È il tremendo, il più terribile risultato di un’opera di diseducazione ventennale, di diseducazione o di educazione negativa, che martellando per 20 anni da ogni lato è riuscita a inchiodare in molti di noi dei pregiudizi. Fondamentale quello della ‘sporcizia’ della politica, che mi sembra sia stato ispirato per due vie. Tutti i giorni ci hanno detto che la politica è un lavoro di specialisti. (…) Teoria e pratica concorsero a distoglierci e ad allontanarci da ogni attività politica. (…) Lasciate fare a chi può e deve; voi lavorate e credete, questo dicevano: e quello che facevano lo vediamo ora, che nella vita politica ci siamo stati scaraventati dagli eventi della guerra.
Credetemi, la cosa pubblica è noi stessi, che ogni sua sciagura è sciagura nostra. (…) No, non dite di essere scoraggiati, di non volerne più sapere. Pensate che tutto è successo, perché non ne avete più voluto sapere. Ricordatevi che siete uomini, avete il dovere, se il vostro istinto non vi spinge a esercitare il diritto, di badare ai vostri interessi. Avete mai pensato che nei prossimi mesi si deciderà il destino del nostro Paese, di noi stessi; quale peso decisivo avrà la nostra volontà, se sapremo farla valere; che nostra sarà la responsabilità, se andremo incontro a un periodo negativo? (…) Oggi bisogna combattere contro l’oppressore. Questo è il primo dovere per noi tutti: ma è bene prepararsi a risolvere quei problemi in modo duraturo e che si eviti il risorgere di essi e il ripetersi di tutto quanto si è abbattuto su di noi”.
Giacomo Ulivi, 20 anni, fu “giustiziato” (ironia della parola) all’inizio del 1945 e quindi non vide come il suo generoso invito all’impegno civile fu “calpestato” nei decenni successivi anche per la sciagurata “convergenza” tra mafia e politica documentata ampiamente da Nando dalla Chiesa.
Più avanti, nel suo bel libro, Umberto Ambrosoli descrive il grande coraggio di Maria Carmela Lanzetta – come Sindaco di Monasterace – nel lottare contro la ‘ndrangheta. E commenta:
“Il suo esempio, al pari di quello di molti altri amministratori pubblici che quotidianamente espongono la propria vita alle minacce, genera speranza.

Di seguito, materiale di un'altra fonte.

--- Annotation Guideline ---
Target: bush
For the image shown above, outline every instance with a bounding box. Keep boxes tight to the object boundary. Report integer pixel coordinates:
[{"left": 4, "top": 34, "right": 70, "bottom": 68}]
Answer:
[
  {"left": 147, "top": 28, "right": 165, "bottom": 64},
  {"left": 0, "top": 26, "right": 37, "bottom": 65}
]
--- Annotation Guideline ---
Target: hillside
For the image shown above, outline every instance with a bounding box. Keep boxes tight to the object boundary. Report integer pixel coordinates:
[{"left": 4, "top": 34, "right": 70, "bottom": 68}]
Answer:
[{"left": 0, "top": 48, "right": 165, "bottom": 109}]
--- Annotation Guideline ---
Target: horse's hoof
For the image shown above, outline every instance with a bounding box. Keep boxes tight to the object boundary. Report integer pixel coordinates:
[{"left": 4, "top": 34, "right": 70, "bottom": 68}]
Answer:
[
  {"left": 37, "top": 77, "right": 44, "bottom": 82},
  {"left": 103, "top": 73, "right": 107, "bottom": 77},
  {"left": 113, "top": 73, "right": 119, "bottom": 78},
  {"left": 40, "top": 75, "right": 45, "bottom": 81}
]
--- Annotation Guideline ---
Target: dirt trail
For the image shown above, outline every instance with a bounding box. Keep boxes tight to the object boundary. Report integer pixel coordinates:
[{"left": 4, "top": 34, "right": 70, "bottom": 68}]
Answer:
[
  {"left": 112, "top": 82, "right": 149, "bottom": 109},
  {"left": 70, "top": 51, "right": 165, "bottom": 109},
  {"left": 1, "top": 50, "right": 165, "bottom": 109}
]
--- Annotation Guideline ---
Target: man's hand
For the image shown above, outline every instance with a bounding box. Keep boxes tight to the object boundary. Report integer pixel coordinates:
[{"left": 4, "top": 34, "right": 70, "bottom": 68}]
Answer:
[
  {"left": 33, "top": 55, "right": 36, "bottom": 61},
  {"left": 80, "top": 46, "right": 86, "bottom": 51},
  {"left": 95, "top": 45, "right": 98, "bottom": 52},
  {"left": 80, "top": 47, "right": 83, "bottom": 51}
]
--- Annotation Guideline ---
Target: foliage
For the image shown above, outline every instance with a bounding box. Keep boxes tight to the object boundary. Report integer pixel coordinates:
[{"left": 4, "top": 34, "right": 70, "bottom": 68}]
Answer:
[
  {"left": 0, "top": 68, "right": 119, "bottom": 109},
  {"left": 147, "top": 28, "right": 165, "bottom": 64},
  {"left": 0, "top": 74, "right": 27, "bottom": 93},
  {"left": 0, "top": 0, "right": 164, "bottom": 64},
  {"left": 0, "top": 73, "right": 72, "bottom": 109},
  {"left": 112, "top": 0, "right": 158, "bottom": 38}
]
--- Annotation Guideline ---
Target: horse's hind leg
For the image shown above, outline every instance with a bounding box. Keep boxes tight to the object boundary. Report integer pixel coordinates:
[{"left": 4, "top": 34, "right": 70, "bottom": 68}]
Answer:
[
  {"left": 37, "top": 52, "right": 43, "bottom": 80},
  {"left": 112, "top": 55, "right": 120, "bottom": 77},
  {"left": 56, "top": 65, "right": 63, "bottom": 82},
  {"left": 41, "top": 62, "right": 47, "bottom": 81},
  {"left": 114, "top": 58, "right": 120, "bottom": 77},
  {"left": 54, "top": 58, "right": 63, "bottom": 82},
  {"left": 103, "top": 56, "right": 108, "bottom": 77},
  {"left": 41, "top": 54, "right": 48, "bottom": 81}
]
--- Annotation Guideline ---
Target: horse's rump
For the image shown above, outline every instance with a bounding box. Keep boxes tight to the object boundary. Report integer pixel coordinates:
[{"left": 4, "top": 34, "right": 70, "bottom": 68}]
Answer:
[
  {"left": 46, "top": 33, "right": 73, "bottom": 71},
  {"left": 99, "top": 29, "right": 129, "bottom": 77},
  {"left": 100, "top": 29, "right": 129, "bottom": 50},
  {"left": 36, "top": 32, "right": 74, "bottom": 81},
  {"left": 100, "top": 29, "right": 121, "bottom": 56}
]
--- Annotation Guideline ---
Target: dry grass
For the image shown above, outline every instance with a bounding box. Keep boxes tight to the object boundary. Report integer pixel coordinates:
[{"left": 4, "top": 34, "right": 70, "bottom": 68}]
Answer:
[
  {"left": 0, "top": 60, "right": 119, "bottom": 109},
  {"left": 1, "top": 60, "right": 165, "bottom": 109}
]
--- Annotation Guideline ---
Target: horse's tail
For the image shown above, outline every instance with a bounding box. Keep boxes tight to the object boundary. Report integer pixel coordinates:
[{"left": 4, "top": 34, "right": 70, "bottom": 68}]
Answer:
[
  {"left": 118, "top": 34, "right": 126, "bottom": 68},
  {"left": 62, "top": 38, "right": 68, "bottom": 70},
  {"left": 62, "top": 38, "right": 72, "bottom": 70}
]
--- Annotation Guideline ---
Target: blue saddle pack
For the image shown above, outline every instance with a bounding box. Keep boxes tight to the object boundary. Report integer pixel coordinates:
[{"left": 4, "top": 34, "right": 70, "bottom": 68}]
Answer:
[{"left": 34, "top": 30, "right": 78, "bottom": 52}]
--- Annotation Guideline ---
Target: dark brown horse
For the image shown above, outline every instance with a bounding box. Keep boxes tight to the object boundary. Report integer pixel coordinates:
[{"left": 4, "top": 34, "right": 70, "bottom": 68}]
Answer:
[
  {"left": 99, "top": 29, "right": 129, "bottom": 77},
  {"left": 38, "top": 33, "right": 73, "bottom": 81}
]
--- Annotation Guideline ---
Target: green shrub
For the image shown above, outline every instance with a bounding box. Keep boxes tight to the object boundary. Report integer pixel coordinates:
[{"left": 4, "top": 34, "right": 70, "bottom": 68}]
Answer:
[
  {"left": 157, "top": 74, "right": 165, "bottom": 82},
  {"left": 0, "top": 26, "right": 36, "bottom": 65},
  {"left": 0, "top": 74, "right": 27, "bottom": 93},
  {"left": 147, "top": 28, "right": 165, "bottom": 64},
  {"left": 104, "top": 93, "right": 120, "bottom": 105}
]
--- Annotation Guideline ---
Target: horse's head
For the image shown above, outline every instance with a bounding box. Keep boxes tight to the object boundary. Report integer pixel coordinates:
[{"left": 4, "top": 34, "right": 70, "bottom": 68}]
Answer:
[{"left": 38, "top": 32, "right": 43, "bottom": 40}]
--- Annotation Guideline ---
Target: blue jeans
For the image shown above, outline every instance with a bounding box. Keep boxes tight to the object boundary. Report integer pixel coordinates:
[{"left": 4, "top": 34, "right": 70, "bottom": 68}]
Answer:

Una speranza però come dichiara la Lanzetta in un’intervista – che per non rischiare di diventare una consolazione a futura memoria va intesa secondo le parole di sant’Agostino: la speranza ha due bellissimi figli, lo sdegno e il coraggio. Il primo di fronte a come vanno le cose, il secondo per cambiarle”.
Nel vedere come continuano ad andare le cose in Italia, bisogna purtroppo ammettere che sono due bellissimi figli ancora in fasce e speriamo che nel frattempo l’Italia non si sfasci. Persone come Nando della Chiesa, Umberto Ambrosoli, Maria Carmela Lanzetta e tanti altri ben descritti in CORAGGIO meritano maggiore visibilità e seguito. Lo sdegno è tanto, ma non basta se il mondo politico ed economico non dà segni di effettivo rinnovamento, come auspicava il giovane Giacomo Ulivi alla vigilia della sua fucilazione. Il coraggio per il cambiamento deve venire anche dalla buona cultura di cui è intriso un libro come CORAGGIO.